Another simple double integral

[WrongMan]

Homework Statement

So i think i got this straight since my last question. let's see :)
So my area of integration is: y=4 ; y=x² and y=(x-2)²
the function is |x-1|
i must integrate with respect to dx first.

The Attempt at a Solution

So i sketched the area (see attatchment graphs should be cross at x=1 sorry for my bad sketch xD) and found that the upper limit for dx is x² (so y^½) and the lower is (x-2)(so y^½-2)²
then noticed that since the function is the absolute value of x-1 i can divide it up into 2 functions
-x+1 (for x<1) and x-1 (for x>1) and with that in mind in my sketch i drew the line x=1 so my integrals are:
∫_y^½-2¹(-x+1) dx (this integral is from y^½-2 to 1)
and ∫₁^y½(x-1)dx (this integral is from 1 to y^½)
and then integrate all this with respect to y from 0 to 4.

 

[Charles Link]

On your dx lower limit, try recomputing it. You need to take the negative sqrt of (x-2)^2. (The x-2 for the left half of the parabola is negative.)

 

[WrongMan]

On your dx lower limit, try recomputing it. You need to take the negative sqrt of (x-2)^2. (The x-2 for the left half of the parabola is negative.)

oh right it is (sqrt(y) + 2) damn my distractions
that is what you meant right?

 

[Charles Link]

oh right it is (sqrt(y) + 2) damn my distractions
that is what you meant right?

No. -sqrt(y)+2 .i.e. $-y^{1/2}+2$ (You also needed a +2, but you need the minus sqrt.)

 

[WrongMan]

No. $-y^{1/2}+2$

say whaaaat? XD

so (x-2)²=y <=> x-2=y^½ <=> x= y^½ +2
no?

 

[Charles Link]

say whaaaat? XD

so (x-2)²=y <=> x-2=y^½ <=> x= y^½ +2
no?

When you take the sqrt, there are are two solutions. You want the left one because your boundary is on the left side of this parabola.
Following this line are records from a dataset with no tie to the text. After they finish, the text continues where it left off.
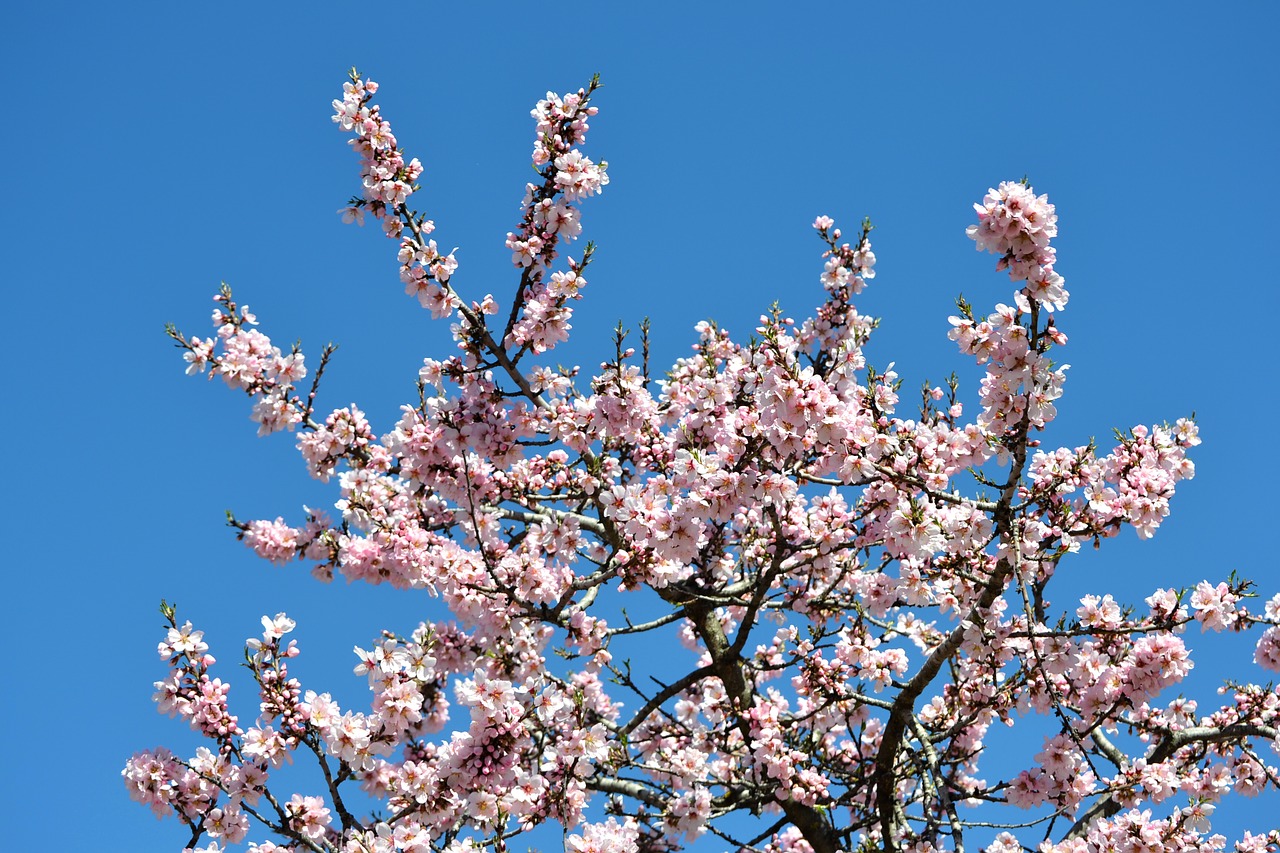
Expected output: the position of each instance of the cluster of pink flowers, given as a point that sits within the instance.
(1016, 224)
(840, 623)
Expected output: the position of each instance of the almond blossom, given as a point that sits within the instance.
(758, 602)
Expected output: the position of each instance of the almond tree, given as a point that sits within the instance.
(860, 594)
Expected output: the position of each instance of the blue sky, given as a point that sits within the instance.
(158, 149)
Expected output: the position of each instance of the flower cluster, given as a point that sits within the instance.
(754, 600)
(1016, 224)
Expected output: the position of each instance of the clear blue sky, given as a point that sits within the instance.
(158, 149)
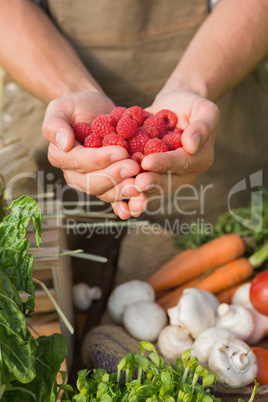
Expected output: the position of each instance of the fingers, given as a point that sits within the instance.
(179, 161)
(134, 207)
(153, 183)
(84, 159)
(100, 181)
(57, 124)
(203, 123)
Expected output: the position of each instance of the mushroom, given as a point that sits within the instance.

The left one is the negative sqrt. e.g. sqrt(4)=+/- 2. In this case you want "-2". When y=4, x-2=-2 ==>> x=0 is the root you are looking for.

 

[WrongMan]

When you take the sqrt, there are are two solutions. You want the left one because your boundary is on the left side of this parabola. The left one is the negative sqrt. e.g. sqrt(4)=+/- 2. In this case you want "-2". When y=4, x-2=-2 ==>> x=0 is the root you are looking for.

ohhhh i get it. thanks!

 

[Ray Vickson]

Homework Statement

So i think i got this straight since my last question. let's see :)
So my area of integration is: y=4 ; y=x² and y=(x-2)²
the function is |x-1|
i must integrate with respect to dx first.

The Attempt at a Solution

So i sketched the area (see attatchment graphs should be cross at x=1 sorry for my bad sketch xD) and found that the upper limit for dx is x² (so y^½) and the lower is (x-2)(so y^½-2)²
then noticed that since the function is the absolute value of x-1 i can divide it up into 2 functions
-x+1 (for x<1) and x-1 (for x>1) and with that in mind in my sketch i drew the line x=1 so my integrals are:
∫_y^½-2¹(-x+1) dx (this integral is from y^½-2 to 1)
and ∫₁^y½(x-1)dx (this integral is from 1 to y^½)
and then integrate all this with respect to y from 0 to 4.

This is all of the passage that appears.